There is also the nifty little feature of being able to pay 40 Microsoft Points (30p for those not aware of the exchange rate) for one credit on any game of your choosing, giving you a chance to satisfy an urge you know will go away after a quick pop, or better still, to test the game out and decide if you’d like to fork out for the cabinet to place into your arcade.
And speaking of ‘placing’ things inside your arcade, there’s also the joy of choosing what your arcade actually looks like. I especially enjoyed my 10G reward for simply changing the theme and placing a small candlestick in one of my arcade rooms. The themes dominate the room as a whole in terms of style, and then there are eight slots along each wall for you to place either a decoration or an arcade cabinet. A nice touch, surely, but the fact that you can only select a vacant slot to decorate is a real disappointment. Fully 3D rooms with the ability to place any item anywhere within the room wouldn’t have been much more difficult to design and it would have provided a far greater sense of ownership and personalisation. The system in which you select what games to play suffers from a similar problem, in that the arcade rooms appear to be little more than an animated menu screen.
Excuse me for being a dreamer, but I had rather hoped I’d be able to stroll around my arcade with my avatar, inviting my friends to walk around with me, before we both settle at a cabinet, pop our quarters in and zoom into the game screen to commence retro goodness. This is sadly not the case, but it’s all too likely I would simply have complained it was a novelty if it were.
As for the games, there’s a nice little selection on offer the moment you load-up, with specific highlights for myself being Centipede and Asteroid (original, I know). The possibilities of future releases are endless, whereas the realities are shrouded in mystery. I, for one, am holding my breath in the hopes that some side-scrolling action games will be released, something along the lines of Sunset Riders, but from the launch line-up, this is looking somewhat doubtful, favouring games that are a bit older, and are heavily based on scores rather than narrative.

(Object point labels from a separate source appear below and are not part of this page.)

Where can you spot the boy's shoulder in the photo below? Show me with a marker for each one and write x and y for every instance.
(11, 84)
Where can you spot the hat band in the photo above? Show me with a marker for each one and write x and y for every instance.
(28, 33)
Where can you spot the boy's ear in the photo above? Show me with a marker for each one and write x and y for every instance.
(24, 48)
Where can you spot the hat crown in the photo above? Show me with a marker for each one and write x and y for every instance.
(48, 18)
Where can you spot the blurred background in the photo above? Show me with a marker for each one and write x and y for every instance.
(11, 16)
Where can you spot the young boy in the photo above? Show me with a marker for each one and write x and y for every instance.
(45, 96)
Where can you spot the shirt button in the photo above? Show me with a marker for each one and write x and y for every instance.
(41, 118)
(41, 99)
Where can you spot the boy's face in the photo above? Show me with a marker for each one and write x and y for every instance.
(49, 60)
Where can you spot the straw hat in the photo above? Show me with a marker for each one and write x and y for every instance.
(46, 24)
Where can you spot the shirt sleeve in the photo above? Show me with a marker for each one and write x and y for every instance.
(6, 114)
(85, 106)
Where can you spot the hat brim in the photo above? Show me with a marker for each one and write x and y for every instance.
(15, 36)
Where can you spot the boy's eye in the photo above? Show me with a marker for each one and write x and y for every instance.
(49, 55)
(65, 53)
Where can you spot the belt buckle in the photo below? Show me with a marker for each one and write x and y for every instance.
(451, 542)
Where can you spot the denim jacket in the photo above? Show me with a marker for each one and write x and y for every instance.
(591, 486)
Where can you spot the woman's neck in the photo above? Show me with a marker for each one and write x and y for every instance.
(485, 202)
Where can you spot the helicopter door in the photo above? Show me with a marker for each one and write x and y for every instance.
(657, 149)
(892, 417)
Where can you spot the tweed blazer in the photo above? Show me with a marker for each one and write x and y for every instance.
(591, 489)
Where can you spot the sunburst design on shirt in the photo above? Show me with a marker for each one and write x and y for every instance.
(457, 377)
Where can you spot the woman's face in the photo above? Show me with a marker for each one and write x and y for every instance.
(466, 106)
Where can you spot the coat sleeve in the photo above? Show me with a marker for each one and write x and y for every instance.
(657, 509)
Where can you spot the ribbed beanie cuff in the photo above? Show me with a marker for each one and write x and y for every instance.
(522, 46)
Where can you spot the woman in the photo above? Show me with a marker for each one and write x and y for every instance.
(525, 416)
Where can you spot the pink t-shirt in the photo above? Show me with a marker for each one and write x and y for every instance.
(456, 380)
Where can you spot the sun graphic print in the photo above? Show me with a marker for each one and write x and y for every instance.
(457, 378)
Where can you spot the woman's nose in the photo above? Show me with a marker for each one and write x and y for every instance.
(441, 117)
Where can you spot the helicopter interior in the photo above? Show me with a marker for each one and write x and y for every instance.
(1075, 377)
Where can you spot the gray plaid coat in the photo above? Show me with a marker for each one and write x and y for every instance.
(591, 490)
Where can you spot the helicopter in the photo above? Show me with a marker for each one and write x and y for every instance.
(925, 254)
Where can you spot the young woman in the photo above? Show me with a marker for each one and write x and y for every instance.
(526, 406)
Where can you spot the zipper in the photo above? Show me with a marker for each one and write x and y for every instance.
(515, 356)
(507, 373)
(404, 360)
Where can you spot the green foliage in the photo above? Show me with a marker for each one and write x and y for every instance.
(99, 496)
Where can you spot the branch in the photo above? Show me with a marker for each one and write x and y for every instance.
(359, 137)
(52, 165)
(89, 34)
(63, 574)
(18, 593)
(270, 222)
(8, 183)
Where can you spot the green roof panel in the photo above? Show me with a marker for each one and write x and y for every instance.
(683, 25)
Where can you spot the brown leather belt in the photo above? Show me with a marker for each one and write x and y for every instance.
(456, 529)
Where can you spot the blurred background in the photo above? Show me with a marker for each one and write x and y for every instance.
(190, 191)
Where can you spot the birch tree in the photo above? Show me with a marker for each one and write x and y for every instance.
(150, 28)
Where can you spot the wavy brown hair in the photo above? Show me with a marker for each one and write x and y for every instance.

And therein lies the potential for some true Game Room glory. Perhaps one of my favourite gaming moments in 2009 was with Batman: Arkham Asylum and its fantastic Challenge Mode, purely because it’s one of the few games I could successfully beat others at (in terms of score), attaining joyous bragging rights in the process. Few games test your skill like those of the yesteryear, and should you find a group of friends who take an interest in Game Room, the ancient joy of beating someone’s high-score can easily be relived in appropriate pixelated fashion.
And to a hardcore gamer, there really is nothing quite like earning some retro bragging rights.